About three days post partum, my midwife Davi stopped by the house to check on me.  She found me in bed, crying, because I was so, so overwhelmed.  "Enough is enough Katherine," she said.  "Reese has his hands full, and you need some help! You need someone to take care of you!" And without further ado, she whipped out her cell phone, called a post partum doula, and told the doula she needed to get over to our house, pronto.  Within a few hours, Glyol the doula was there, taking care of me.  She made me food.  She brought me water.  She gave me a back massage.  She held the baby while I showered, ate, and slept. What a relief!

When I arrived home to the Bay Area a few days later, my friends began delivering me meals.  Nearly every single day for more than two weeks after we arrived home, there was a friend at my door bringing me a home cooked super yummy vegetarian dinner.  And - so very generously - a number of them volunteered to watch my big girls so that I could rest and bond with the baby. Thanks to these gracious ladies, I felt so loved..less overwhelmed.. and much more like myself.

I wish every woman who births had the support that I had.  In many countries and cultures, after all, it's the norm to provide a new mother six full weeks of tender loving care.. cooking for her, cleaning for her, caring for her children while she rests and recooperates and bonds with her new baby.   Here in America, though, there is no post-birth nurturing for mom; we are expected to go right back to our normal routines with a new baby, and no real support.  It's such an incredible shame.  We women deserve to be loved and nurtured and taken care of in these incredibly fragile weeks after giving birth to a baby.

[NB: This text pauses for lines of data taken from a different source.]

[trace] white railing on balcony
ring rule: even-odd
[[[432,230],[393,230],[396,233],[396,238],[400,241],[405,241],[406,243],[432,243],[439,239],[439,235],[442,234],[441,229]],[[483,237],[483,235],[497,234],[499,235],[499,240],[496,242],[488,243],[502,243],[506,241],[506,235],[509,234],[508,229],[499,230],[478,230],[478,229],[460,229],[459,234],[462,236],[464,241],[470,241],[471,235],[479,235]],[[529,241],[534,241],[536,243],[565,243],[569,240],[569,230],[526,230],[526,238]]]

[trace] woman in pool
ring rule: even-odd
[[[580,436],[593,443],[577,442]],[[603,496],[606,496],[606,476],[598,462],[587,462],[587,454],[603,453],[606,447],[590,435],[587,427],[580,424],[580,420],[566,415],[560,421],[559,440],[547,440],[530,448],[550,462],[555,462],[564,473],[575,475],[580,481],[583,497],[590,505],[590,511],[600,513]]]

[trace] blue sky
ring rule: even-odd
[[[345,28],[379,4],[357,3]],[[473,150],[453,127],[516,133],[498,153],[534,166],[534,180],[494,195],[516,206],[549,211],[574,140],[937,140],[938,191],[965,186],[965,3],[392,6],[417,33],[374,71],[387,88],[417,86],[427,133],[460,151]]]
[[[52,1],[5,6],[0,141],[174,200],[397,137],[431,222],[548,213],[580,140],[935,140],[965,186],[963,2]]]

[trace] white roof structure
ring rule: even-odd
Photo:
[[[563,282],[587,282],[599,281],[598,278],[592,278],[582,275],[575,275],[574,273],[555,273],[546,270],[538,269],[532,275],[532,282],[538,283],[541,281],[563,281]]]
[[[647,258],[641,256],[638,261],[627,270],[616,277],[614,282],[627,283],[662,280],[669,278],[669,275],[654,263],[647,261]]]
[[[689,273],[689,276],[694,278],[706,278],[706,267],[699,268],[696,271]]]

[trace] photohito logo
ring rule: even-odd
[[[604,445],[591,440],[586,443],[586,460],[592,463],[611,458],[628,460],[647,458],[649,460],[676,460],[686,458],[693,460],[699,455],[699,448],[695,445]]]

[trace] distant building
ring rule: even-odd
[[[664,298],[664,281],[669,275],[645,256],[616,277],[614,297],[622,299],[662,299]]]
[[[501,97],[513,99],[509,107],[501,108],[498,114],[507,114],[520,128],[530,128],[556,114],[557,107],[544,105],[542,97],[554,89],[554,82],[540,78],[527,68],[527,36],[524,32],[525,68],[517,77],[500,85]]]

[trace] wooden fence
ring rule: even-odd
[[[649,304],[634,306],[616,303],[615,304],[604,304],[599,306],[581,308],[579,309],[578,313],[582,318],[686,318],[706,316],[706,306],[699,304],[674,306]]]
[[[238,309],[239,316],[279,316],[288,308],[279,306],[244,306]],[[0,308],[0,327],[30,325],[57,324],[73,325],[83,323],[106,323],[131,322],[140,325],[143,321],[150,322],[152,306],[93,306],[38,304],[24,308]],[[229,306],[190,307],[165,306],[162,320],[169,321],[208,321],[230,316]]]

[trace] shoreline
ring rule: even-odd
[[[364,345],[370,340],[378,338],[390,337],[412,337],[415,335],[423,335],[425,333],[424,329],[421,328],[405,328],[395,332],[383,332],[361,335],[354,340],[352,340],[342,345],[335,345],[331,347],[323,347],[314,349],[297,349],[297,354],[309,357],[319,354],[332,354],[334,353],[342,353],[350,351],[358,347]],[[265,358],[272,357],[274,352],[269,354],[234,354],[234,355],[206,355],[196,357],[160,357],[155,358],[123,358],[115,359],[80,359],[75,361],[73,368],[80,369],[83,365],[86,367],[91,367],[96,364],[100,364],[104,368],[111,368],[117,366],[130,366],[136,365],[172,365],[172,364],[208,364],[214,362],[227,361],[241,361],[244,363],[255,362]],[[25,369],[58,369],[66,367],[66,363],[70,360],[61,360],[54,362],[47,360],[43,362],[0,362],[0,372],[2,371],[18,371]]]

Since we do not have that, I would say this to my dear women friends who are expecting.  If you are at all able, hire a midwife - because she will provide you nurturing and holistic care after you have your baby.  If you're able to financially, hire a post partum doula - even just for a few days... they provide amazing care!  And finally, join a mothers club - or two.  Not only will you make friends that will be there to support you post partum, many have programs that provide you meals after you give birth.

5 comments:

  1. The more I read about post partum doulas the more I think I should become one myself. I hear they are often in demand too. I should really look into this. I am so glad for you that you got that help and support. It sure is important during those early days and weeks. I remember it well!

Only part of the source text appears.